Another thing which the
enemy seeks to do in relation to the cross is to keep
Christians in ignorance of its full meaning. It is a
great day for the Lord, and a terrible day for the enemy,
when a Christian breaks through into the revelation of
the full meaning of Calvary. That day marks a new bit of
history in the realm of conflict. You may meet a certain
kind of opposition on the ground of the substitutionary
work of the Lord Jesus, but, believe me, you will meet
ten times more when you come on to the ground of the
representative work of the Lord Jesus, and when you take
up your place in identification with Christ in death,
burial and resurrection in a spiritual way. Then begins a
new history of conflict, of battle, and of satanic
antagonism, but you have entered into a new realm and a
new place, and you have new powers at your command.
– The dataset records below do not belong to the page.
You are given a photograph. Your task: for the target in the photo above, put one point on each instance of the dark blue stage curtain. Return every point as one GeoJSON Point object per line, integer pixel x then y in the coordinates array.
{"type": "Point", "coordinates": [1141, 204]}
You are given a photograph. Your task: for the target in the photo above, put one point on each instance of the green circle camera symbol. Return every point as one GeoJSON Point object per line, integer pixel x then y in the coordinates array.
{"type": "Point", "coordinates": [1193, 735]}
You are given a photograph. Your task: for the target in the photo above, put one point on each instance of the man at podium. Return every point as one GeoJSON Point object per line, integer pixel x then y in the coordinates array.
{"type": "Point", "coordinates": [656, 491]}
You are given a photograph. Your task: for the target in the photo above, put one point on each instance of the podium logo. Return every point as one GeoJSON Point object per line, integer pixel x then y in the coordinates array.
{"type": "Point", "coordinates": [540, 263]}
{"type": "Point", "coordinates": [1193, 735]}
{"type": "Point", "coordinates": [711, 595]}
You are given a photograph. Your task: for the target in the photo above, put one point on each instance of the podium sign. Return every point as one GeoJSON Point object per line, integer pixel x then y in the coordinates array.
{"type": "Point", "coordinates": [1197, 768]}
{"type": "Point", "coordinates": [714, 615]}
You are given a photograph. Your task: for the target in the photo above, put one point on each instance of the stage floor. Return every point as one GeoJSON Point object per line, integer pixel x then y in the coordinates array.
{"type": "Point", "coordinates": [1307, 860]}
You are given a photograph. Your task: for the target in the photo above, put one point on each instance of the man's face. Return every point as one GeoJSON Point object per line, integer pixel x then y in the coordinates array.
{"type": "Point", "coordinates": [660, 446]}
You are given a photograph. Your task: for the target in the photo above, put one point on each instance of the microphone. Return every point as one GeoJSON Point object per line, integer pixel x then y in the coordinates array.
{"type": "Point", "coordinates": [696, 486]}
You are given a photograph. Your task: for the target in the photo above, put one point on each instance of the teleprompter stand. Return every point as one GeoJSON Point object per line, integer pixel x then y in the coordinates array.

The
enemy has lost his ground. Multitudes believe in the
substitutionary work and rejoice in it, but they are
still going on in the energy of the natural man, even as
Christians. They do not represent a menace to the enemy
in those higher ranges, but when the cross has been so
accepted and planted in our lives that the natural life
is set aside - "I have been crucified with Christ;
and it is no longer I that live, but Christ liveth in
me"- then there is a new realm of meaning to the
Lord and of meaning to the enemy, and therefore a new
realm of conflict. The enemy is out to keep that side of
the cross from Christians, and we have said before, and
it is true, that very often you meet your opposition on
that line more from Christians than from any others. It
is a strange thing. Immediately you go on with the Lord
into all the fullness of the meaning of Calvary you find
your chief difficulty is in the realm of Christians, and,
as a rule, 'official' Christians. Leaders will not have
it, and you find that your way is made infinitely more
difficult. It is true that the enemy does hate the
fullness of the cross, and he will seek by any means to
destroy its value for believers, to hide its meaning from
them, and if possible to get them to forsake the position
and come down from it, or to persuade them not to accept
it.
Well, surely that is
his testimony to its value! He is a witness to its
meaning. The cross, then, is the basis of victory, and
the enemy knows it very well.
I am not going further
than that now. We must take this, think about it and
apply it, but remember this grand, conclusive thing:
Satan is a defeated foe for all who are truly one with
the cross of the Lord Jesus, because Calvary does
represent his defeat, and, as we are planted into the
death of Christ, so we stand with Him in that defeat of
the enemy, in that victory of the Lord Jesus. So, however
he may rage, storm, fight, afflict, press, worry, and
harass, the fact remains that for those who are one with
Christ in His cross, Satan is a defeated foe.